Hundreds of people were exposed to the illness by an infected food handler, the health department says.

The Salt Lake City Health Department issued a public warning Monday stating that approximately 650 people could have been exposed to the hepatitis A virus while dining at the New Yorker Restaurant in SLC. The Salt Lake Tribune reports that anyone who dined at the restaurant between July 25 and August 15 could have been exposed to the illness and that it is now too late to receive an emergency hepatitis A vaccine.

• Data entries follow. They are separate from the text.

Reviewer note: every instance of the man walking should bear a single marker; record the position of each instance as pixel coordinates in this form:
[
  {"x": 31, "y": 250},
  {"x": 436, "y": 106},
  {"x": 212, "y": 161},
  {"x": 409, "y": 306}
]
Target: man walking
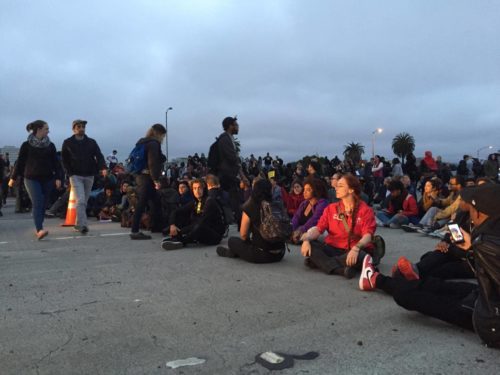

The warning stemmed from the discovery that an employee who handled food at the restaurant during the time period had been infected with the disease, potentially spreading the virus via food, says the Salt Lake Tribune. Apparently, the SLC Health Department believes that the employee’s case is linked to the Salt Lake City County hepatitis outbreak that has been occurring since mid-2017. At this point, the only potentially exposed people considered safe from the virus are those who were vaccinated with two full doses of the hepatitis vaccine prior, sources say. Anyone who is not vaccinated should be tested and should continue watching for signs of the disease through October 3, when the window of incubation will have passed.

The health department listed details of concern in a news release Monday.

“Symptoms of hepatitis A include low fever, fatigue, loss of appetite, nausea, vomiting, and yellow skin and eyes. The incubation period for hepatitis A is two to seven weeks, so potentially affected customers should watch for symptoms until October 3,” the health department stated.

While there is cause for alarm because of the number of people exposed, the Mayo Clinic states that most people infected with the contagious liver ailment recover completely. It is no surprise that the virus is often spread in restaurants because food contamination is one of the major vehicles for infection. The results of hepatitis A contraction are liver inflammation and compromised liver function, though mild cases do not require treatment, the Mayo Clinic says.

The Salt Lake City contamination event is far from the first time that restaurant patrons have been exposed to the disease by contaminated workers. Just this June, WCNC reported that a Hardee’s restaurant in Charlotte, North Carolina, exposed around 4,000 people to the virus, resulting in multiple lawsuits against the franchise. In this case, the discovery was found early enough for people to receive an emergency hepatitis A vaccine.

The Mayo Clinic states that hepatitis A symptoms may appear within a few weeks of exposure and may disappear in the same amount of time. However, for some, the disease can be much more severe and take months to clear up.